I was at this concert.

I was at this concert. Memory fades after 39 years or so, but this is what I remember:
My girlfriend and I were so excited they were coming. We had been listening to the LP almost non-stop, and staring at the picture on the back. Our teenage fantasy brewing: I would get Robert and she wanted Page. I was a month shy of 14.

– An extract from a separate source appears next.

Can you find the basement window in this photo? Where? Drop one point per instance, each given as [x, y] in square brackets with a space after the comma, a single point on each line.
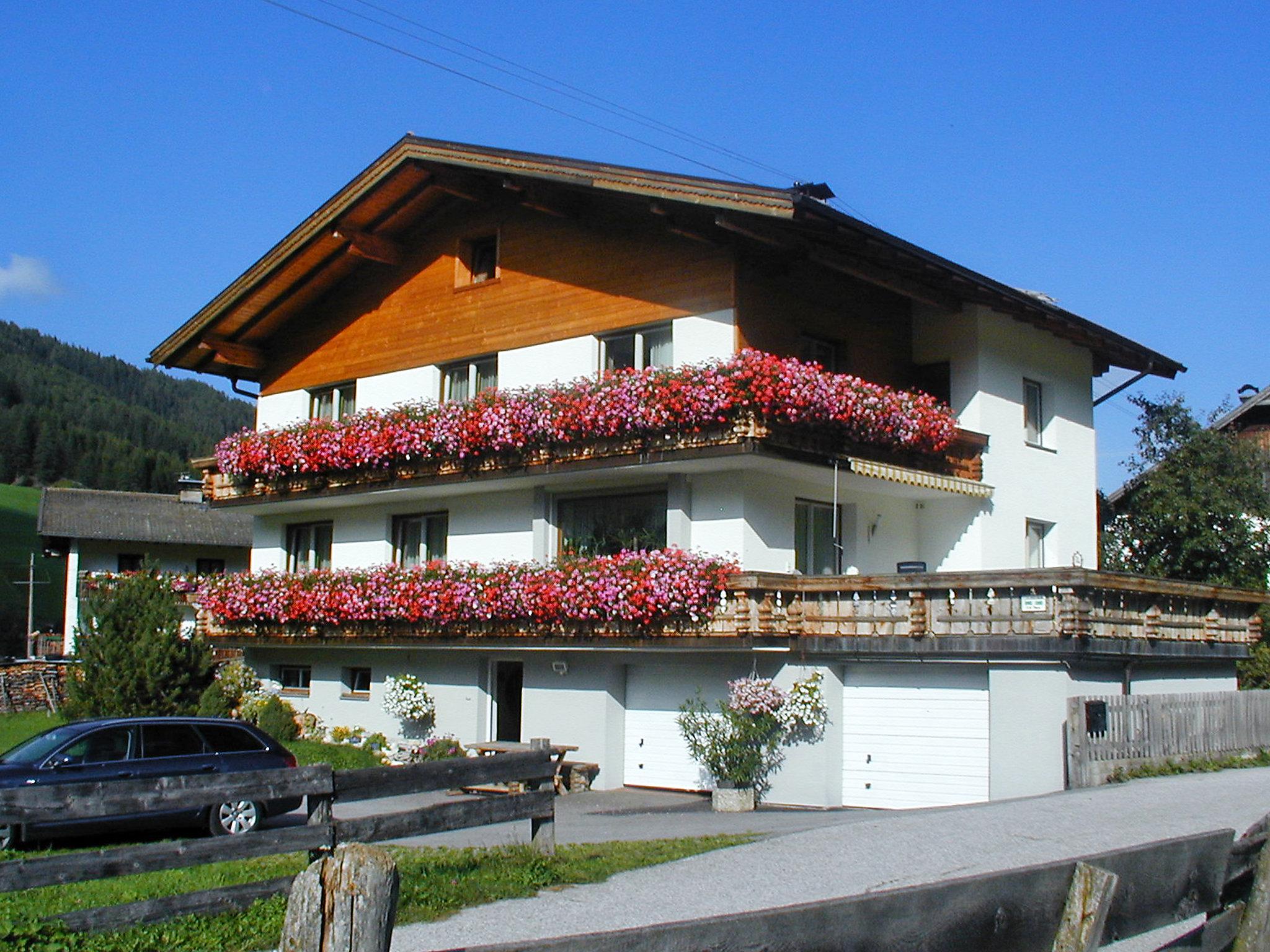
[478, 260]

Vanilla Fudge were the top bill, and though we liked them, we were there for Zeppelin. We couldn't wait. The Terrace Ballroom, a perfect venue for smaller crowds was a fabulous old building converted to a ballroom. It's beginnings had Big Band orchestra type shows, with a huge dance floor and booths circling the floor for seating. The stage was very low, like two feet maybe. The acoustics were the best in the valley. With a domed roof, made entirely of wood with no nails made the music sink in and feedback was non-existent. All bands playing there loved it, and very often went hours overtime just jamming because they loved it.
My friend and I got there early and lined up. People would just sit and wait, talk about the show, pass things around, etc. They finally opened the doors and in we flew to the front row center.
When they took the stage I was mesmerized by Jimmy's playing. Totally blown away, I was just staring at his fingers, amazed at what he was doing, and how incredible the sound was. He would just break out and keep going and going, mesmerizing everyone, taking us on a magick ride.
Robert was directly in front of us, with Bonzo only a few feet away. They played the entire LP and then some, as I recall. Bonzo did a drum solo. Robert played his harp. We were so close we both felt some kind of drips from Robert. Sweat, spit, we didn't mind one iota.
At one point Robert bent over with his eyes closed and when he opened them he was face to face with my friend, who also has huge blue eyes and the look on her face was hysterical.
When Fudge came on they said some like, "how Do you follow something like that?" Went straight into 'Keep Me Hanging On' after that the crowds booed Fudge. Every one was yelling- Zeppelin, Zeppelin, Zeppelin!! and stomping their feet. As far as I remember they finally just gave up and gave the stage back to Zep. The crowd went wild, which spurred more ecstatic music from the guys. It was really funny, Fudge sort of stomping out. But the cheers were worth it because the guys kicked butt even more then.
It sealed the deal for me forever. In my eyes they were the greatest, and they always sold out quickly here every time they came.
About the 'two shows'...I've asked as many as possible and get a 50/50 reply so I can't confirm that 100%. They often combined 'two shows' into one back then. Bottom line is, it was the best concert I saw there at that fabulous Ballroom.